Don’t they have interest payments? Have they no finicky
circuit or jittery transistor? Do their supply lines never corrode,
their bodies never go to Les Centres de Santé to ride gurneys
like black taxis from the Pont Oncologie to the Place
Radiologie where the apparition of the brain meat
is petals on a black bough and all of that but also arteries
and gutters and zones, so the pulp of the mind emerges
a city we also inhabit on holiday from a native state,
a more permanent occupation, the self as a tourist fiction?
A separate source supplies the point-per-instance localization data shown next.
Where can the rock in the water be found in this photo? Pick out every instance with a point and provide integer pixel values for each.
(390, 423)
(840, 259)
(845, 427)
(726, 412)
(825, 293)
I suppose they must, but you wouldn’t know by looking
at them, which is what makes me feel so foreign and gloomy
and in Paris no less! which is so much better than Boise
or flat Tampa, and I’m with you! even your thumbs
are exuberant as the fizz in a Vichy water, the plum sex
of your scarf, your swift cigarette, you look so authentic,
I’d believe it’s the 32nd of July, the 61st minute of a 25th hour,
the pigeons are fat oboes, the cathedral thinks it’s a dove,
my name is Elise, yours is Henri, we’ll loiter here, my liege,
for two thousand, two hundred, and sixty-two years.
* * *
Country Western
Via carriage and steamer and saddle and rail,
via twin-prop and airship and ship of the desert,
via savannah, via steppe, via zip line and glider,
under moat and under rampart, over barb
and under wire, under three green seas, via burro,
via grapple, via ballistic trajectory, like broke satellites
cratered in alien dirt, like banged knuckles on the door
of an uneasy speakeasy, we were the party after
the party nobody wanted, sober and famished,
we were the parched fronds beggared and supplicant
to the clouds, the clouds distant and cool
as a bourgeoisie, and we without our sleet coats,
and we without our hail hats, with less than a shekel,
less than a rupee, less than a kroner or any glinting
Kennedy, three pence short of a peso, we arrived
over guard and under sentry, via catapult, via coyote,
via many genies blinking, we arrived bats in a manse
no bat should inhabit, so we grew fin and we grew talon,
we scrambled arachnid and jaguared in the canopy,
dissembled, reassembled, and it’s true we piss now
in marbled closets and shower indoors as if
we are clergy, it’s true no junta defiles us, no furious
drone or hegemon’s boot, but the faces on the currency
all watch me, the paintings in the museum insist,
This is life on earth! This is life on Earth! so I’m jealous
of their candor, but that isn’t my pasty duchess,
that isn’t my butchered messiah, that isn’t my bounty
of meat beside the gilded chalice, I’m no Medici,
and that isn’t my life on earth I arrived in via wormhole,
via subspace, via mother ship descending, in a snap-button
sarong, in a denim sari, in my ten-gallon turban, I look
so authentic you’d almost believe it’s the 44th of July,
I’m the sheriff of this here cow town, I’m one jack better
than a straight flush, buzzards above the valley,
I can see the whites of your eyes, my name is Consuela,
you can call me Mr. President, you can reach for the sky.